While at Girton, she met Robert Gittings, whom she married in 1934, and her first son was born the following year while she was still studying (a second son was born in 1938). She became a secretary to her husband, helping him with his literary, academic and theatrical ventures in Cambridge and London.
After the war, she returned to Italy to work for the British Council as a Lecturer in English. She spent two years in Palermo before moving to Turin and later Milan. Palermo fired her imagination: she was both intrigued and moved by the Sicilian character and wrote sketches, short stories, and later an unpublished children's book, 'Sicilian Adventure'.

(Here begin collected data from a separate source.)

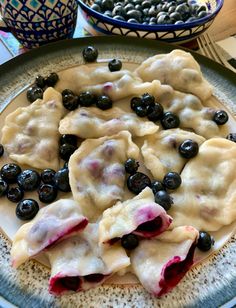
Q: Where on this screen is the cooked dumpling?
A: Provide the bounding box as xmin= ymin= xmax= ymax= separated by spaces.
xmin=169 ymin=138 xmax=236 ymax=231
xmin=131 ymin=226 xmax=199 ymax=297
xmin=141 ymin=128 xmax=205 ymax=180
xmin=59 ymin=106 xmax=159 ymax=138
xmin=99 ymin=187 xmax=172 ymax=244
xmin=1 ymin=87 xmax=65 ymax=170
xmin=69 ymin=131 xmax=139 ymax=221
xmin=56 ymin=64 xmax=173 ymax=102
xmin=47 ymin=223 xmax=130 ymax=295
xmin=159 ymin=90 xmax=229 ymax=139
xmin=134 ymin=49 xmax=212 ymax=101
xmin=11 ymin=199 xmax=88 ymax=268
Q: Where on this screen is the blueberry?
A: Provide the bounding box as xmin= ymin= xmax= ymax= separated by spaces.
xmin=112 ymin=5 xmax=126 ymax=17
xmin=0 ymin=179 xmax=8 ymax=197
xmin=27 ymin=86 xmax=43 ymax=103
xmin=78 ymin=91 xmax=97 ymax=107
xmin=170 ymin=12 xmax=182 ymax=21
xmin=126 ymin=9 xmax=142 ymax=22
xmin=130 ymin=96 xmax=142 ymax=111
xmin=17 ymin=169 xmax=41 ymax=191
xmin=41 ymin=169 xmax=56 ymax=185
xmin=147 ymin=103 xmax=164 ymax=121
xmin=175 ymin=20 xmax=184 ymax=25
xmin=226 ymin=133 xmax=236 ymax=143
xmin=135 ymin=106 xmax=148 ymax=117
xmin=60 ymin=134 xmax=78 ymax=147
xmin=197 ymin=231 xmax=214 ymax=251
xmin=96 ymin=95 xmax=113 ymax=110
xmin=157 ymin=14 xmax=172 ymax=24
xmin=124 ymin=158 xmax=139 ymax=174
xmin=124 ymin=3 xmax=135 ymax=12
xmin=151 ymin=180 xmax=165 ymax=195
xmin=113 ymin=15 xmax=126 ymax=21
xmin=154 ymin=190 xmax=173 ymax=211
xmin=121 ymin=234 xmax=139 ymax=250
xmin=35 ymin=75 xmax=45 ymax=89
xmin=101 ymin=0 xmax=114 ymax=11
xmin=38 ymin=184 xmax=58 ymax=203
xmin=161 ymin=112 xmax=180 ymax=129
xmin=82 ymin=46 xmax=98 ymax=62
xmin=127 ymin=172 xmax=151 ymax=194
xmin=62 ymin=93 xmax=79 ymax=111
xmin=7 ymin=187 xmax=24 ymax=203
xmin=108 ymin=59 xmax=122 ymax=72
xmin=179 ymin=139 xmax=199 ymax=159
xmin=64 ymin=161 xmax=69 ymax=169
xmin=213 ymin=110 xmax=228 ymax=125
xmin=54 ymin=168 xmax=71 ymax=192
xmin=59 ymin=143 xmax=77 ymax=161
xmin=16 ymin=199 xmax=39 ymax=220
xmin=197 ymin=11 xmax=207 ymax=18
xmin=127 ymin=18 xmax=139 ymax=23
xmin=91 ymin=3 xmax=102 ymax=12
xmin=1 ymin=163 xmax=22 ymax=184
xmin=61 ymin=89 xmax=74 ymax=97
xmin=44 ymin=72 xmax=59 ymax=87
xmin=141 ymin=0 xmax=152 ymax=9
xmin=0 ymin=144 xmax=4 ymax=157
xmin=141 ymin=93 xmax=155 ymax=107
xmin=163 ymin=172 xmax=182 ymax=190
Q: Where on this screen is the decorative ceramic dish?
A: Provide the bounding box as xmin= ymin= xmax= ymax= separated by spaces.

In Palermo, she met lieutenant-commander, Richard Clay. By this time her first marriage had broken down, and she and Clay were married in Portsmouth in 1949. She continued working in Italy where she staged a production of her friend Christopher Fry's 'A Phoenix Too Frequent' in Turin, became friends with the conductor Mario Rossi and the Sicilian writer Elio Vittorini. She also organised a Women's Study Group in Turin to consider women's position in the post-war world.
She left the British Council in 1952 and spent the next two decades with her husband on his postings at home and in Malta, Egypt and Aden, teaching (mainly languages) wherever they went.

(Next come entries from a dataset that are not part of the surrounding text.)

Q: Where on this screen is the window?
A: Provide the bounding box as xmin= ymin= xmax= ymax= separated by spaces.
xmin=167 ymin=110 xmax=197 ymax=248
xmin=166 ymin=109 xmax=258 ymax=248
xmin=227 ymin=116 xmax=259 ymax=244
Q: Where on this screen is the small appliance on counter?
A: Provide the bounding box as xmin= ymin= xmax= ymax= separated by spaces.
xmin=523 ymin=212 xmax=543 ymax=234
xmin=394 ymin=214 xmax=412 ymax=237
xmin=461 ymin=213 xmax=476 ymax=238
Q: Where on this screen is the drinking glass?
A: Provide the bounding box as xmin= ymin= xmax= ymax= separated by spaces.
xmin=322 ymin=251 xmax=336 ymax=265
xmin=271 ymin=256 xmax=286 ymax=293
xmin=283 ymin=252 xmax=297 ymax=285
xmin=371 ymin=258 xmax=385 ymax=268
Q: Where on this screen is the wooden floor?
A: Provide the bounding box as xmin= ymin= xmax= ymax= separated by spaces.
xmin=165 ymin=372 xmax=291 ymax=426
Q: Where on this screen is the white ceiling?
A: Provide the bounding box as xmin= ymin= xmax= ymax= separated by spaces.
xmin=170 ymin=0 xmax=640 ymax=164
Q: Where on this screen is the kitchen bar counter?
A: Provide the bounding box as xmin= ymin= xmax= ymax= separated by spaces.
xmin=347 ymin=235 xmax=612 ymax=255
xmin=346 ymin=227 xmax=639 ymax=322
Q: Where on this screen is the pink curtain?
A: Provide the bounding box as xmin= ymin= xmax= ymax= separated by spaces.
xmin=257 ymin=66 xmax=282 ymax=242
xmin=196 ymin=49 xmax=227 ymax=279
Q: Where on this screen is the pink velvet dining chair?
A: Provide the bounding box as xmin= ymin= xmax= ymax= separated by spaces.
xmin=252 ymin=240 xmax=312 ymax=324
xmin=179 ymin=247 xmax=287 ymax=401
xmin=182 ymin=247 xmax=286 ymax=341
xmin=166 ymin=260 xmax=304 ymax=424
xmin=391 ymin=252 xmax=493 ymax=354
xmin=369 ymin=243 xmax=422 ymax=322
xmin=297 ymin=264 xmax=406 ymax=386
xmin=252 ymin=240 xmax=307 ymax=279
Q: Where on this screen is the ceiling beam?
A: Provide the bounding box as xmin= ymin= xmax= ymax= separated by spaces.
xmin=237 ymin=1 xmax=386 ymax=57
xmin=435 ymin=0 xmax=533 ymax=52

They returned to England in 1963 and she became Head of Languages at Mary Datchelor School in 1966, leading the department for the next 11 years. She also chaired an ILEA working party which produced a series of language text-books for use in schools. After her husband's death in 1991, she joined the Labour Party and became a governor of Old Palace and Stebon Primary Schools. She was a home-based reader for the RNIB for 20 years, recording books which ranged from history to religion, including many in French and Italian. She went regularly to the theatre and was an avid reader. She died in March 2007, aged 93.
The papers comprise Kay Clay's Sicilian writings: four pieces from the period 1946-47 when she taught in Palermo having taken a post as a Lecturer in English with the British Council in Italy in the autumn of 1945. With the writings are two covering notes from Kay Clay's son, John Gittings, one is a brief biography of his mother, the other a description of the Sicilian writings (summarised below).
1. 'Sicily'. A vivid sketch of the island.
2. 'Tannina'. Tannina was the maid employed by KC soon after arriving in Palermo. Her story is a vehicle for KC to tackle her own deteriorating relationship with her first husband, Robert Gittings.
3. 'Sicilian life sentence'. A dramatic, typically Sicilian, tale of passion and betrayal.
4. 'African escape'. A story, probably as told to KC by a young ex-prisoner.
Given by Kay Clay's son, John Gittings, after her death, summer 2007.